Hermann Deuser
Hermann Deuser is Professor of Philosophy of Religion and Systematic Theology at Goethe University (Germany). We invited him to answer the question “What is Philosophy of Religion?” as part of our “Philosophers of Religion on Philosophy of Religion” series.
Religion as a (cultural-historical) summary term and, in individual cases, lived religiosity denotes a specific form of life that arises from the finite existence of each and every human being. This is because, while we are never able consistently to master our own lives, we understand ourselves, and need to be understood, in terms of a context of ultimate experience. The concept formation ultimate reality/ultimacy (R.C. Neville) does not refer to a specific content, but is a placeholder for the status of religious valuations, experiences, objects, functions, attitudes, etc., without however pre-forming them. The special significance of this status obtains in the exclusion of conditionalities: the ultimate – whether it is first or last, connotes a personal God, a plurality of gods or non-personal transcendence – expresses what is always already prior due to the perception, experience and awareness of derivativeness. Conditions are then either not to be specified at all or at least not until afterwards (perspectivally and partially), which is why the peculiarity of religion lies precisely in the simultaneous treatment of withdrawal and revelation, i.e. in the processing of the ultimate so that it can find representation.
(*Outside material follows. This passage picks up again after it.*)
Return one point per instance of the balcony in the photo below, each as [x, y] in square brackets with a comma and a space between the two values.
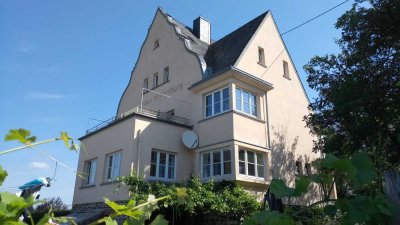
[144, 111]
The way of accessing the specific character of religion that is simplest, most universal, and familiar to our life-experience is through the use of signs, which is generally supposed to be a precondition for human communication. In their phenomena-disclosing character, they are described (with C.S. Peirce) as categorical and formal-semiotic: any immediate presence/perception (firstness) has an objective reference to experience (secondness), and these stand in direct relation to each other in an interpretive behavior (thirdness). This trichotomy (of sign, object and interpretant) forms linkages and networks, such that previous interpretants become new signs for subsequent events etc. Immediate perceptions (resulting from unmediated impressions and feelings), object relations and behavior remain dependent on each other and can themselves become present in their derivativeness. The preceding perception of quality always persists as an accompanying, irreducible premise. And the immediacy of the first appearance, of the original moment, that enters into all the necessary mediations can either now not be further spoken of in a mundane way (its underlying function concealed), or a special kind of access may be activated through the use of signs that expresses its peculiar derivativeness as such and make immediacy capable of being processed. Herein lies the power of religion.